“Big Money Coupled With Cheap Money” Never Ends Well… | Zero Hedge

Eat the rich

It was a Sunday in April 2017 when a queasy feeling in Darrell Crapp’s stomach sent him rushing home. He found his wife, Diana, lying crumpled on the floor of their Lancaster, Wis., bathroom. She had swallowed a handful of pills.

Overwhelmed with debt and with little prospect of turning a profit that year, the Crapps knew BMO Harris Bank NA wouldn’t lend them money to plant. The bank had frozen the farm’s checking account.

Mrs. Crapp managed the fifth-generation corn, cattle and hog farm’s books. She had stayed up nights drafting dozens of budgets to try to stave off disaster, including 30-day, 60-day and 90-day budgets.

“It was too much for her,” Mr. Crapp, 63, said of his wife, who survived the incident.

Crapp Farms filed for chapter 11 bankruptcy the next month, with a total debt of $36 million.

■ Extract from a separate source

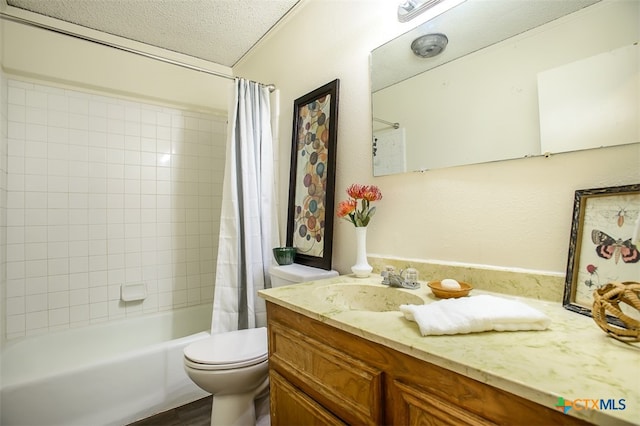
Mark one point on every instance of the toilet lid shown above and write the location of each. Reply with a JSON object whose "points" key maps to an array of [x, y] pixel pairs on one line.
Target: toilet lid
{"points": [[232, 349]]}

In a written statement, Patrick O’Herlihy, a BMO spokesman, said the bank doesn’t comment on specific customer relationships but strives to “approach every situation with empathy, and to help our customers manage challenging financial situations.” He said the bank had been working in the agricultural sector for more than a century and was committed to the industry.

At its height, Mr. Crapp and his two sons had grown crops on 17,000 acres. The farm’s last 197 acres, homesteaded by Mr. Crapp’s ancestors in the 1860s, will likely be auctioned this month.

Mr. Crapp now sells farmland for a regional realty company and helps run the family’s trucking business, which transports grain and livestock feed for area farmers. His younger son drives trucks for the company. His older son repairs grain storage bins. Mr. Crapp said he would have to file bankruptcy again—likely under chapter 12—to discharge his remaining debts.

“We haven’t won very many battles,” said Mr. Crapp. “The bank pretty much owns us.”